Salute concluded, right face, and move to the foot of the casket as the next former member takes our place. Another few minutes and we’re out the door, thanking the sergeant at arms for his courtesy.

We’re quiet as we slowly walk from the Capitol to the Statuary Garden Pavilion Café at Seventh and Constitution for lunch. The café is a quiet spot in the normally bustling downtown area. Annette loved walking in the gardens then having lunch away from the noise and pressure of the Capitol complex. Although we had a reservation for that evening at the Intercontinental, we decided to check out and drive part of the way home so we’d be home at a decent hour on Saturday.

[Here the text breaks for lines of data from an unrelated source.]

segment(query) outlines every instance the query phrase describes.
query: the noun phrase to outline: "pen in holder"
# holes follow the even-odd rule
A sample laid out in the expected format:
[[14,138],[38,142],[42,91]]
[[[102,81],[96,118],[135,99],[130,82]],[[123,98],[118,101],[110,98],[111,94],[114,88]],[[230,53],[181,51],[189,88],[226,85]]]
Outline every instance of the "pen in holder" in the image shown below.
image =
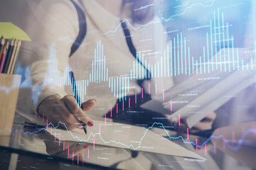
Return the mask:
[[11,135],[21,75],[0,74],[0,135]]

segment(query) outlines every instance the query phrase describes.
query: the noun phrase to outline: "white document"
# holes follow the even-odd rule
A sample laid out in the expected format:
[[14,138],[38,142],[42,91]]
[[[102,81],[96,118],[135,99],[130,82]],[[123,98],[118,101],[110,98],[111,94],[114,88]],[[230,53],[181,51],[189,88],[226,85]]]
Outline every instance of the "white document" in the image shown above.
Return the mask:
[[[160,94],[143,104],[142,107],[167,114],[166,116],[171,122],[178,122],[179,114],[181,118],[186,120],[188,127],[192,128],[240,91],[256,82],[255,53],[251,52],[247,55],[245,53],[245,49],[240,49],[238,52],[234,52],[235,60],[230,63],[222,64],[222,70],[220,64],[218,64],[218,70],[216,71],[214,61],[215,57],[220,57],[220,53],[222,58],[225,55],[226,58],[228,56],[233,57],[232,49],[220,50],[209,62],[214,64],[213,72],[211,71],[212,67],[210,64],[210,72],[208,73],[208,64],[205,65],[203,63],[202,67],[198,68],[198,74],[191,75],[180,84],[165,91],[164,102],[162,94]],[[240,60],[243,60],[243,65],[239,63],[241,61],[238,62],[236,60],[238,54]],[[239,70],[238,70],[238,67]],[[205,69],[206,73],[204,73]],[[202,72],[202,74],[200,72]],[[171,114],[171,107],[174,113],[172,114]]]
[[[122,123],[94,120],[94,126],[74,131],[50,128],[46,130],[61,141],[82,142],[102,146],[205,159],[145,128]],[[167,133],[167,132],[166,132]],[[167,134],[166,134],[167,135]]]

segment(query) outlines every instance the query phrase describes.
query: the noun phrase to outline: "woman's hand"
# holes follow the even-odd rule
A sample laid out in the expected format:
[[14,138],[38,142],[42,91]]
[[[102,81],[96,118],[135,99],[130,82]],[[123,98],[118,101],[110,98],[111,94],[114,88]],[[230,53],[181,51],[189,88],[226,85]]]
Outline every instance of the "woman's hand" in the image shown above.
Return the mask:
[[[78,119],[88,126],[93,125],[92,120],[85,112],[90,111],[95,106],[96,100],[90,99],[82,105],[83,110],[78,107],[75,98],[71,95],[67,95],[61,98],[59,95],[55,94],[43,100],[38,106],[38,111],[40,115],[43,113],[48,122],[52,123],[55,126],[60,121],[65,123],[68,130],[82,129]],[[65,128],[62,123],[60,123],[60,126]]]

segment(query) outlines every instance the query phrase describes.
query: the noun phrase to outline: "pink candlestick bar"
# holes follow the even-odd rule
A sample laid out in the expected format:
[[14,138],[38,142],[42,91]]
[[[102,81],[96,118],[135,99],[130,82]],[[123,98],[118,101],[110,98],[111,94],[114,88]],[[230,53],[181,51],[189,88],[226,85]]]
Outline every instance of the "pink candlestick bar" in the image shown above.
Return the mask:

Five hours later, we’re sitting overlooking the Monongahela River in Morgantown, West Virginia, having dinner at a nearly deserted convention Marriott. Lovely fall evening as the kayakers ply the river just upstream from a lock and dam, while the walkers and bicyclists occupy the asphalt path on the river’s bank.

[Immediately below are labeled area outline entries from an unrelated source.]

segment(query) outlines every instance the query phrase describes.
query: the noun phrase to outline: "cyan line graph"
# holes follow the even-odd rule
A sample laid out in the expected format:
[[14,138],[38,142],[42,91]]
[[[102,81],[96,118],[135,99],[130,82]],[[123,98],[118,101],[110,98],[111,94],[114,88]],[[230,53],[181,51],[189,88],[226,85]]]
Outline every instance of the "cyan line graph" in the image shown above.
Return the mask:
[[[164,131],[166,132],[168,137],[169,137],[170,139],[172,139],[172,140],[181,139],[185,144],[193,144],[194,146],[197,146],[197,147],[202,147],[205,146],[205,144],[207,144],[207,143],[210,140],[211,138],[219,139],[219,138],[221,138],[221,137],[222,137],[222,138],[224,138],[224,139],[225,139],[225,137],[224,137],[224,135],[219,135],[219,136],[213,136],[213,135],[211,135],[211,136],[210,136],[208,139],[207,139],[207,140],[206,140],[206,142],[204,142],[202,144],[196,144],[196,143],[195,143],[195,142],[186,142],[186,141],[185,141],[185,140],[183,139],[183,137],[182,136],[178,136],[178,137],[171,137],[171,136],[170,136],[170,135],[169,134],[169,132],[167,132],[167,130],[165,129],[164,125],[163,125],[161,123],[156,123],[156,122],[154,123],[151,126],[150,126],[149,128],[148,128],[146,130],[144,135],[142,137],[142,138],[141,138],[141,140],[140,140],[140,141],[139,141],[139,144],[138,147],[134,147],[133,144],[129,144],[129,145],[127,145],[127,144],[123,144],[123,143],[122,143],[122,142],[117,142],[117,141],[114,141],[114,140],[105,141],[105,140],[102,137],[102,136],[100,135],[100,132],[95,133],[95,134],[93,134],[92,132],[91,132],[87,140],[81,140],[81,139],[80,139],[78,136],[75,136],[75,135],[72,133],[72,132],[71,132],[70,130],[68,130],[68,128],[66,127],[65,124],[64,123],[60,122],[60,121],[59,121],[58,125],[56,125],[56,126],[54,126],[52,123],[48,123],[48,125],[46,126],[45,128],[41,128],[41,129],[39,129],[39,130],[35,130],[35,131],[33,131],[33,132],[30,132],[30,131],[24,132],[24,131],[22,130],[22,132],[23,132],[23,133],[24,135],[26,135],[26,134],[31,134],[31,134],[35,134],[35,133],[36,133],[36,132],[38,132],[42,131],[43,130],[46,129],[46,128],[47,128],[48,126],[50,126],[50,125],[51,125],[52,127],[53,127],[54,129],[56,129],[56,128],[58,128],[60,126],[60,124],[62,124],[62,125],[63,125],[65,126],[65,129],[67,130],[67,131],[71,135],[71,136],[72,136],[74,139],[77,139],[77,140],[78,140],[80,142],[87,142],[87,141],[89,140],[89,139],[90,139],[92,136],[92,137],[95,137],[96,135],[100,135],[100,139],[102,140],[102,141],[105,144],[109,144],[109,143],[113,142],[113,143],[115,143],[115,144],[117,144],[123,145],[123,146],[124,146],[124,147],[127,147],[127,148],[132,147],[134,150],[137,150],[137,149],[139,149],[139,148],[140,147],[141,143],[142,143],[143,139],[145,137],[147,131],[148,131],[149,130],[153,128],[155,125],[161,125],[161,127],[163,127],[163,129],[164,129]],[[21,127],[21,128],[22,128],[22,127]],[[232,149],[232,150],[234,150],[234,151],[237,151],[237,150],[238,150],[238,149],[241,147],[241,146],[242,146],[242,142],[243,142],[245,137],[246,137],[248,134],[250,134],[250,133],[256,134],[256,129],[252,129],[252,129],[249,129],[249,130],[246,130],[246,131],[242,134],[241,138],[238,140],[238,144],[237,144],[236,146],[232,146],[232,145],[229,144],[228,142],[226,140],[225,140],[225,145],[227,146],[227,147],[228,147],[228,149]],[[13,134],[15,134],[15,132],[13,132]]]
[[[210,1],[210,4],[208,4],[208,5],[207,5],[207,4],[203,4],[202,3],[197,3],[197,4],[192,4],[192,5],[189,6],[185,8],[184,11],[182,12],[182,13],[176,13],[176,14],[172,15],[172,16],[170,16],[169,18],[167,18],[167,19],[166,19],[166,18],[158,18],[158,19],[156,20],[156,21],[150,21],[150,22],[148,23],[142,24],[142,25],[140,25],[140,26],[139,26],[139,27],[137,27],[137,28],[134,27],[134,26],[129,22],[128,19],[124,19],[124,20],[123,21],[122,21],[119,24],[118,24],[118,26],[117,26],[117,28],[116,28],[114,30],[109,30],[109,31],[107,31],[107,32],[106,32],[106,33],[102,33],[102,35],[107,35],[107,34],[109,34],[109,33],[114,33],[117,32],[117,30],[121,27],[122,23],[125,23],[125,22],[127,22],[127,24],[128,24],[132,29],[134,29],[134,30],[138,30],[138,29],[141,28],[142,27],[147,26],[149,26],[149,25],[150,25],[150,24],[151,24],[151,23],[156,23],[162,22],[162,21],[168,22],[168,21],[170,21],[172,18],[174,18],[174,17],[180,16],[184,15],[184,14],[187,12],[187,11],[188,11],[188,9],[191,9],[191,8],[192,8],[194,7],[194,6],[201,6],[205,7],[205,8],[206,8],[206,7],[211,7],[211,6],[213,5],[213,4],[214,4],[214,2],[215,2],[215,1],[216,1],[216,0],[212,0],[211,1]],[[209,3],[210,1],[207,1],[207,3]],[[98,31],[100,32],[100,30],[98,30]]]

The following day we’re back in Belleville, nearly two thousand miles in less than 56 hours. Exhausted from a road trip that would have taxed us as twenty-somethings. Concerned about our possible exposure to a potentially deadly virus. Was it worth it? Was all that effort, was all that risk, not to mention expense, worth a few minutes to stand before the casket of an eighty-seven-year-old woman who died from cancer?  

Unequivocally yes. I’m proud that we made the effort to honor a woman who stood for so much of what we believe in as Americans.

I wouldn’t have made that trip had it not been for Annette. Thank you, Annette, for inspiring me to, once again, be there when history is made.

But back to why 2020 is a really crappy year for me. Sunday after returning I’m back on my bicycle putting in the miles to complete the Gold Star Mission 500. At mile marker 444 I crashed with a fellow bicyclist at 20 miles per hour. Bouncing seventy-one-year-old bones off an asphalt path is not a good thing to do. With one surgery down and one to go, I’ve got a stainless-steel plate and five screws holding my shoulder together. I won’t get the five hundred miles done this year.

But the good news is Annette says it’s ok if I get a new bike. Music to a cyclist’s ears. Maybe 2020 will turn out ok after all.